BACKGROUND: We report bladder function and safety from a phase 3 trial of vibegron, a selective β3-agonist under investigation for use in men with persistent OAB symptoms who are being pharmacologically treated for BPH.
METHODS: COURAGE (NCT03902080) was a 24-week, phase 3, multicenter, randomized, double-blind, placebo-controlled trial. Men ≥45 years with OAB and BPH receiving a stable dose of α-blocker ± 5α-reductase inhibitors were randomized 1:1 to once-daily vibegron 75 mg or placebo. Urodynamic evaluations of Qmax during voiding and detrusor pressure at peak flow rate (PdetQmax) were collected at baseline and week 12 from patients with evaluable parameters at baseline and ≥1 parameter postbaseline (urodynamics evaluable set [UES]). From the safety analysis set (SAF), postvoid residual (PVR) urine volume, maximum urinary flow rate (Qmax) as measured by uroflowmetry (Uroflow Qmax; at baseline and Week 24), and urological adverse events (AEs) were collected. Urinary retention (≥200 mL to <300 mL with symptoms or ≥300 mL regardless of symptoms), residual urine volume increase (elevated PVR volume considered clinically significant by investigator), urinary tract infection (UTI), and cystitis were collected as protocol-defined AEs of special interest (AESIs).
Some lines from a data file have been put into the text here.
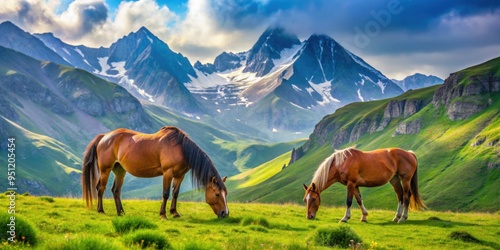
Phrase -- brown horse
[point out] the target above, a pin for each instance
(355, 168)
(169, 153)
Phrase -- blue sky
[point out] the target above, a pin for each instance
(398, 37)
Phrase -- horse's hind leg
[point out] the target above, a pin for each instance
(351, 189)
(406, 199)
(167, 181)
(359, 199)
(396, 184)
(101, 187)
(117, 187)
(175, 193)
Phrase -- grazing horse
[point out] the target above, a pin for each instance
(355, 168)
(169, 153)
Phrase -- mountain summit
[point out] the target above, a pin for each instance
(268, 48)
(285, 84)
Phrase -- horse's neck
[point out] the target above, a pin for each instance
(332, 177)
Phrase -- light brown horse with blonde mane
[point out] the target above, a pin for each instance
(169, 153)
(355, 168)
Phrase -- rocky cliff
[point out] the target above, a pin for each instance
(466, 92)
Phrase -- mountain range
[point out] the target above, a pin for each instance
(56, 97)
(453, 129)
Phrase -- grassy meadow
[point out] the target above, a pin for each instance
(64, 223)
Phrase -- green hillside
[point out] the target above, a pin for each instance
(459, 160)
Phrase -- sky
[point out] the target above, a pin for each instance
(397, 37)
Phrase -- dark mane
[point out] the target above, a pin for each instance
(202, 167)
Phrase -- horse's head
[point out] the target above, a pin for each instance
(216, 197)
(312, 200)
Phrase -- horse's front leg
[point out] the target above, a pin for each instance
(351, 189)
(167, 180)
(175, 193)
(396, 184)
(101, 187)
(359, 199)
(117, 188)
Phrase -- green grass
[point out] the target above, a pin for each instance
(250, 226)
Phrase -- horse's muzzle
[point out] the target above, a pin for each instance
(223, 214)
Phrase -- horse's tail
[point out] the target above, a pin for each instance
(415, 202)
(90, 171)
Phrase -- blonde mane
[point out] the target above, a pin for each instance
(320, 177)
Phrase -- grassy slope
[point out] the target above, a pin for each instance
(446, 160)
(44, 160)
(61, 222)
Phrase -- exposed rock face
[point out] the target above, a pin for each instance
(337, 133)
(7, 110)
(462, 95)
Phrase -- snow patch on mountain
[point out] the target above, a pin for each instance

RESULTS: Overall, 1104 patients (vibegron, n=553; placebo, n=551) were included in the SAF. The UES (vibegron, n=21; placebo, n=22) consisted of 43 patients. The mean (SD) duration of treatment was 156.7 (36.4) days for vibegron and 155.6 (37.3) days for placebo. In the UES, the least squares mean difference (LSMD; 95% CI) between groups in change from baseline (CFB) at week 12 in Qmax was 2.75 (0.16, 5.34) mL/s (Table). Vibegron was noninferior to placebo for CFB at week 12 in Qmax (lower limit of the 1-sided 95% CI for the treatment difference was greater than the noninferiority margin of -3 mL/s). LSMD (95% CI) between groups in CFB at week 12 in PdetQmax was 2.86 (-13.52, 19.25) cmH2O. In the SAF, differences in PVR and Uroflow Qmax were minimal between treatment groups at week 24. In the SAF, AEs of urinary retention were reported for 5 (0.9%) and 4 (0.7%) patients in the vibegron and placebo groups, respectively. Notably, 8 of 9 cases had ≥1 risk factor for retention (Uroflow Qmax <12 mL/s, prostate volume ≥40 mL, prostate-specific antigen ≥1.4 ug/L) at baseline, and ≥2 occurred following events unrelated to OAB/BPH (motor vehicle accident, spinal surgery; both vibegron group). Residual urine volume increase was reported in 1 (0.2%) and 3 (0.5%) patients receiving vibegron and placebo, respectively. UTI was reported in 14 (2.5%) and 12 (2.2%) patients, respectively; 0 and 1 patient reported cystitis. No AEs of urinary retention or residual urine volume increased were reported in the UES.
CONCLUSIONS: In men with residual OAB symptoms and pharmacologically treated BPH, no unexpected safety signals related to bladder function were noted with once-daily vibegron, and there were no differences in bladder function between vibegron and placebo.